CARS detects bacterial spores by collecting vibrational spectra from molecules in their chemical fingerprint spectral region. Previous attempts at detecting a signal from spores yielded low efficiency.
"This is partly due to the molecules of interest being located in the core of the spore and much of the signal being lost to scattering at the interface," commented Dogariu. "CARS enhances the signal by several orders of magnitude."
Dogariu adds that the choice of excitation wavelength is also important. "Near-infrared beams allow higher energy without destroying the molecules and without generating background light such as multiphoton induced luminescence," he explained.

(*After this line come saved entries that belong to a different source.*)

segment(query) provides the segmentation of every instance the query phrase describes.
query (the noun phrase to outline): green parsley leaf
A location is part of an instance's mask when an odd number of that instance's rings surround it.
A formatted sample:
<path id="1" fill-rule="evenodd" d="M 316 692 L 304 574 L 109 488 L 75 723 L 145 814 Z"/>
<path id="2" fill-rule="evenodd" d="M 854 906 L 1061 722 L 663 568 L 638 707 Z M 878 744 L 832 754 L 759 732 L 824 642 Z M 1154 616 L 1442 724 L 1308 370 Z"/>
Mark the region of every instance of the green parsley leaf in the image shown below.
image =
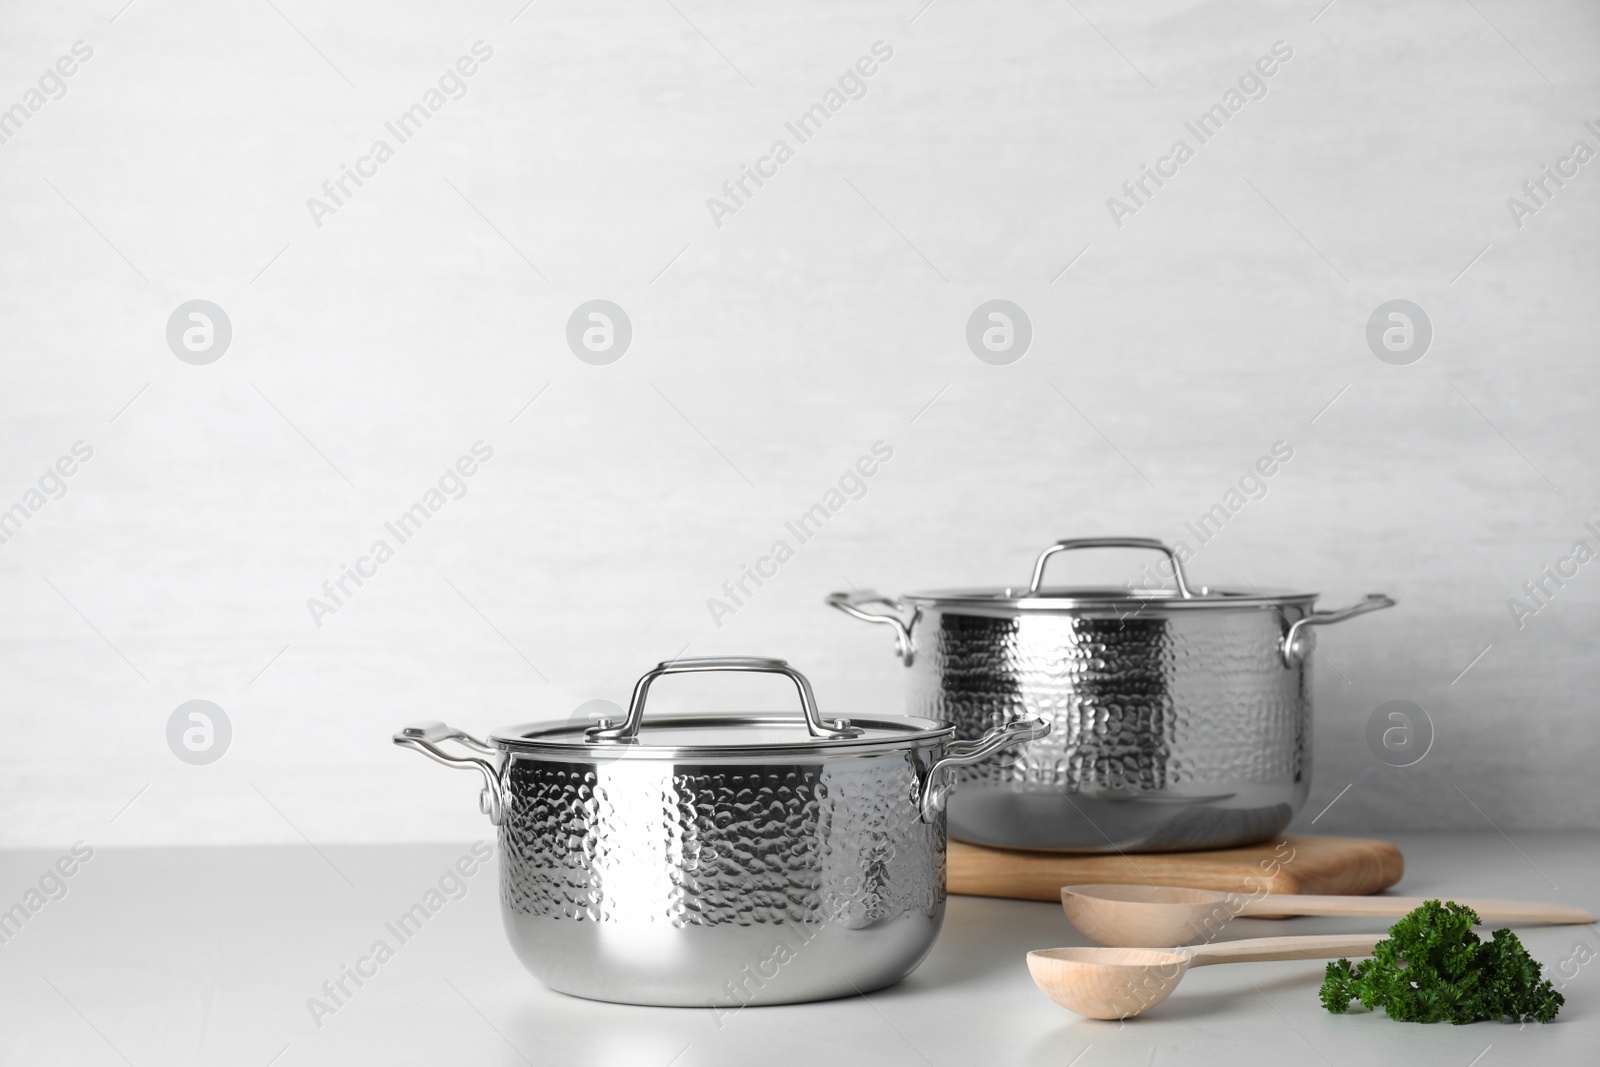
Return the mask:
<path id="1" fill-rule="evenodd" d="M 1372 958 L 1335 960 L 1322 980 L 1322 1006 L 1334 1015 L 1360 1001 L 1404 1023 L 1479 1022 L 1556 1017 L 1567 998 L 1510 930 L 1479 940 L 1478 913 L 1430 900 L 1389 928 Z"/>

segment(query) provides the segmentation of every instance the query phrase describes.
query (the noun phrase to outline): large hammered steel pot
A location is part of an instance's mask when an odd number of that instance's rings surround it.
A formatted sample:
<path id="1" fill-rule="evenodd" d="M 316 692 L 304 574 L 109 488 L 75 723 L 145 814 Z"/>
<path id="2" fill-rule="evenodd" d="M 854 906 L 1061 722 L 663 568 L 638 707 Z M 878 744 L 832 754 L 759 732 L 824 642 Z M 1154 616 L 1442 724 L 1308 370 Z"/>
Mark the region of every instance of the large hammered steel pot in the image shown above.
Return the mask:
<path id="1" fill-rule="evenodd" d="M 784 675 L 803 717 L 645 719 L 657 678 L 703 671 Z M 726 1012 L 911 973 L 944 916 L 952 769 L 1049 730 L 1012 721 L 962 742 L 933 719 L 825 719 L 788 664 L 734 657 L 662 663 L 621 722 L 487 742 L 433 722 L 394 742 L 483 775 L 506 934 L 541 981 Z"/>
<path id="2" fill-rule="evenodd" d="M 1165 553 L 1172 588 L 1045 588 L 1059 552 Z M 1064 852 L 1178 851 L 1264 841 L 1311 788 L 1312 627 L 1393 607 L 1372 594 L 1317 611 L 1316 593 L 1193 590 L 1149 538 L 1051 545 L 1024 588 L 828 603 L 892 628 L 910 714 L 971 738 L 1041 717 L 1021 755 L 960 774 L 950 836 Z M 888 609 L 888 610 L 885 610 Z"/>

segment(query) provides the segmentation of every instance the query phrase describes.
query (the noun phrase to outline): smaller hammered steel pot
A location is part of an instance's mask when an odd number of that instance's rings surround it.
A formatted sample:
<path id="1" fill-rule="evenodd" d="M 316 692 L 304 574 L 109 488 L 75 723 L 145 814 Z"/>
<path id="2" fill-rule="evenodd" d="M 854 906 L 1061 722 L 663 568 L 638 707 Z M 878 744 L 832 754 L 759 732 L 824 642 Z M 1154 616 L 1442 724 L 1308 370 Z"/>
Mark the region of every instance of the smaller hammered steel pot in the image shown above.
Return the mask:
<path id="1" fill-rule="evenodd" d="M 646 720 L 656 679 L 704 671 L 783 675 L 803 714 Z M 954 732 L 825 719 L 784 661 L 731 657 L 660 664 L 621 722 L 514 726 L 487 742 L 430 722 L 394 743 L 483 775 L 501 916 L 540 981 L 731 1011 L 864 993 L 922 962 L 944 916 L 953 768 L 1050 725 Z"/>
<path id="2" fill-rule="evenodd" d="M 1165 553 L 1172 588 L 1046 588 L 1059 552 Z M 1049 740 L 964 769 L 950 836 L 1063 852 L 1226 848 L 1280 833 L 1311 788 L 1312 627 L 1394 606 L 1318 611 L 1316 593 L 1191 589 L 1142 537 L 1060 541 L 1023 587 L 828 603 L 890 627 L 907 711 L 958 738 L 1040 717 Z"/>

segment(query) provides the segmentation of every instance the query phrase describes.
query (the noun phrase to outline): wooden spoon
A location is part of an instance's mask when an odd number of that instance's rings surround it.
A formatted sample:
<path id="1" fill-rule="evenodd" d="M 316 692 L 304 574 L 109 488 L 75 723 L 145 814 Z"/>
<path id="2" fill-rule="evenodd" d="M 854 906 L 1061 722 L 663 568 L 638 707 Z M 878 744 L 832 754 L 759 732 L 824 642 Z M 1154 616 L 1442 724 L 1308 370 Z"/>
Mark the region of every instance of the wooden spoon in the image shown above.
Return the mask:
<path id="1" fill-rule="evenodd" d="M 1045 995 L 1091 1019 L 1127 1019 L 1166 1000 L 1191 967 L 1370 956 L 1385 934 L 1255 937 L 1197 948 L 1042 948 L 1028 973 Z"/>
<path id="2" fill-rule="evenodd" d="M 1592 923 L 1593 915 L 1565 904 L 1455 898 L 1486 923 Z M 1212 937 L 1235 915 L 1359 915 L 1398 919 L 1421 897 L 1247 896 L 1156 885 L 1069 885 L 1061 906 L 1083 934 L 1102 945 L 1183 945 Z"/>

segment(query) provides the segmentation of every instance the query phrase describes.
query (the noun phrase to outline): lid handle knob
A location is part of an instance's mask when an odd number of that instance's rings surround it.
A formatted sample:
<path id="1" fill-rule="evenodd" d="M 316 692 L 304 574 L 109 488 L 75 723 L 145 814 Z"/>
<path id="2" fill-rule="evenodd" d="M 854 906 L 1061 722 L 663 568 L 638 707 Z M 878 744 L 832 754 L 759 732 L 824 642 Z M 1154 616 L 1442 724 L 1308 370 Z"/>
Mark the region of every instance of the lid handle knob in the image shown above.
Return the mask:
<path id="1" fill-rule="evenodd" d="M 812 737 L 860 737 L 865 732 L 859 726 L 851 726 L 849 719 L 824 719 L 817 710 L 817 698 L 811 692 L 811 683 L 784 660 L 760 656 L 703 656 L 666 660 L 657 664 L 655 669 L 646 672 L 634 683 L 633 699 L 628 703 L 628 717 L 620 724 L 602 719 L 599 725 L 583 732 L 584 740 L 611 743 L 632 741 L 639 735 L 639 725 L 644 721 L 644 704 L 650 695 L 651 683 L 664 674 L 701 674 L 709 671 L 781 674 L 788 678 L 800 693 L 800 708 L 805 712 L 806 730 Z"/>
<path id="2" fill-rule="evenodd" d="M 1079 548 L 1146 548 L 1153 552 L 1161 552 L 1172 561 L 1172 580 L 1178 586 L 1178 595 L 1185 600 L 1190 600 L 1194 594 L 1189 592 L 1188 580 L 1183 575 L 1183 564 L 1178 560 L 1178 554 L 1164 541 L 1153 537 L 1073 537 L 1065 541 L 1057 541 L 1033 561 L 1033 580 L 1028 583 L 1028 595 L 1033 596 L 1039 592 L 1039 586 L 1044 582 L 1044 565 L 1051 556 L 1057 552 L 1068 552 Z"/>

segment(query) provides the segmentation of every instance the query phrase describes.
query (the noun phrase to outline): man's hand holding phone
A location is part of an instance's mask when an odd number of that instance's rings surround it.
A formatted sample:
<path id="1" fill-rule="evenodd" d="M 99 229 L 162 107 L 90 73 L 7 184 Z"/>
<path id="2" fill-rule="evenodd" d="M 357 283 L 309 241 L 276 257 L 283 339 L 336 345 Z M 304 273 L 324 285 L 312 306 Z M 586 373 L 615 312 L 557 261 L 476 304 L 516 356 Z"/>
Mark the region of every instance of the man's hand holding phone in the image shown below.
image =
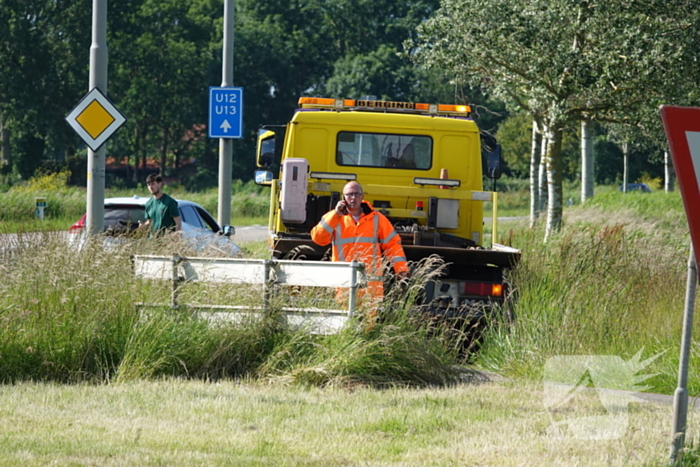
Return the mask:
<path id="1" fill-rule="evenodd" d="M 335 205 L 335 213 L 339 216 L 344 216 L 348 213 L 348 204 L 344 199 L 341 199 L 338 201 L 338 204 Z"/>

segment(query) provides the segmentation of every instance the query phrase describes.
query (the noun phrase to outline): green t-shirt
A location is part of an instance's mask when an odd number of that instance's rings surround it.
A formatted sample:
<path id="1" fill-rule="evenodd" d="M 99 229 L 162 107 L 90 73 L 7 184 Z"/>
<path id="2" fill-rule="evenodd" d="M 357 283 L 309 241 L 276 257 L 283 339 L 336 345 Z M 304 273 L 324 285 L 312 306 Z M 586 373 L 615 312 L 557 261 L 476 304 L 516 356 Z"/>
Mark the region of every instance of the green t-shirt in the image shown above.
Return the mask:
<path id="1" fill-rule="evenodd" d="M 180 216 L 177 201 L 163 193 L 159 199 L 151 198 L 146 203 L 146 219 L 151 220 L 151 233 L 168 229 L 175 230 L 175 217 Z"/>

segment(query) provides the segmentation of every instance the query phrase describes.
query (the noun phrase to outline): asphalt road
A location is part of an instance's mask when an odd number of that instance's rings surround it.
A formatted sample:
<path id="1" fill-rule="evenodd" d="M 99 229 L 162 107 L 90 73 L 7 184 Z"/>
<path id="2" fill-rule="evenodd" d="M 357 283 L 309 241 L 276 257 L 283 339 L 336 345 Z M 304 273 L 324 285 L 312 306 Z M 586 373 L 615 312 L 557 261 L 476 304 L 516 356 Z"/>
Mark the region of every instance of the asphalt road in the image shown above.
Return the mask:
<path id="1" fill-rule="evenodd" d="M 0 234 L 0 248 L 13 248 L 23 241 L 39 241 L 47 238 L 62 238 L 67 237 L 68 232 L 36 232 L 18 234 Z M 267 240 L 267 227 L 261 225 L 250 225 L 245 227 L 236 227 L 236 234 L 233 237 L 233 242 L 249 243 L 256 241 Z"/>
<path id="2" fill-rule="evenodd" d="M 267 240 L 267 227 L 262 225 L 236 227 L 236 235 L 233 236 L 233 243 L 236 245 L 265 240 Z"/>
<path id="3" fill-rule="evenodd" d="M 42 241 L 52 238 L 64 238 L 68 237 L 68 232 L 28 232 L 23 234 L 1 234 L 0 235 L 0 248 L 13 248 L 19 245 L 20 242 L 26 241 Z"/>

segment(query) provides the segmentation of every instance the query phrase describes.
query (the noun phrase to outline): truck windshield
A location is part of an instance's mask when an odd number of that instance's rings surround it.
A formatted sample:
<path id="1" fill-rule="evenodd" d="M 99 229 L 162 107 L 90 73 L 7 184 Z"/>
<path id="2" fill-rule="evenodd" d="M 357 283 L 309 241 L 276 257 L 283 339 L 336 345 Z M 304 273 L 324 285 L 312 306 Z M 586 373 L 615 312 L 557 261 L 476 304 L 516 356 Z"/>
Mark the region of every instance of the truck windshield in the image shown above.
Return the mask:
<path id="1" fill-rule="evenodd" d="M 338 133 L 336 163 L 346 166 L 428 170 L 432 165 L 430 136 L 386 133 Z"/>

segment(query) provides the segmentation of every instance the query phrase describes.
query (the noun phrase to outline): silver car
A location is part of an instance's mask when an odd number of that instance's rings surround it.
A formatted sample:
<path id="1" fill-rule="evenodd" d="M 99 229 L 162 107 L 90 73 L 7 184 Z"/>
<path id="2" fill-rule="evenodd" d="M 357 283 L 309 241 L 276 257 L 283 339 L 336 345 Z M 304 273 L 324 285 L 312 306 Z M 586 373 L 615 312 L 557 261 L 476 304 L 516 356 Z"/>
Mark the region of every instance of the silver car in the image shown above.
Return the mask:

The team used an amplified Ti:Sapphire laser emitting 100fs pulses at 800nm, a total power of 700 mW and a repetition rate of 1 kHz. "500 mW is used to pump an optical parametric amplifier to produce a pump beam at 1.4 microns and a Stokes beam at 1.8 microns. Both are 10 µJ/pulse," explained Dogariu. "200 mW is used for the probe beam, which is spectrally narrowed by a pulse shaper to less than 1 nm. The probe pulse is about 1 µJ/pulse." According to Dogariu this method can detect spores on materials such as glass, mica, copper and even no substrate at all.
Another factor which can make detecting spores difficult is a high background signal from effects such as non-resonant four-wave mixing. This means that the background signals are often stronger than the signal the scientists are looking for. To reduce this, the team employed a time delay between the pump and Stokes pulses.
"The length of the delay depends on the lifetime of the vibrational levels, which needs to be less than the decoherence time," explained Dogariu. "For spores this seems to be 0.5-1 ps, which means that the delay is at most 1 ps."
The team now plans to further enhance the signal by using different pumping schemes to open up the possibility of detecting at range. "We are also looking into molecular detection in general, not only spores," concluded Dogariu. "We have so far obtained good results with various applications ranging from national security to biology and medicine."
The team presented these latest real-time results at the postdeadline session at CLEO in May. The work is the result of a two-year collaboration between two groups run by Prof. Marlan Scully at Texas A&M and Princeton University.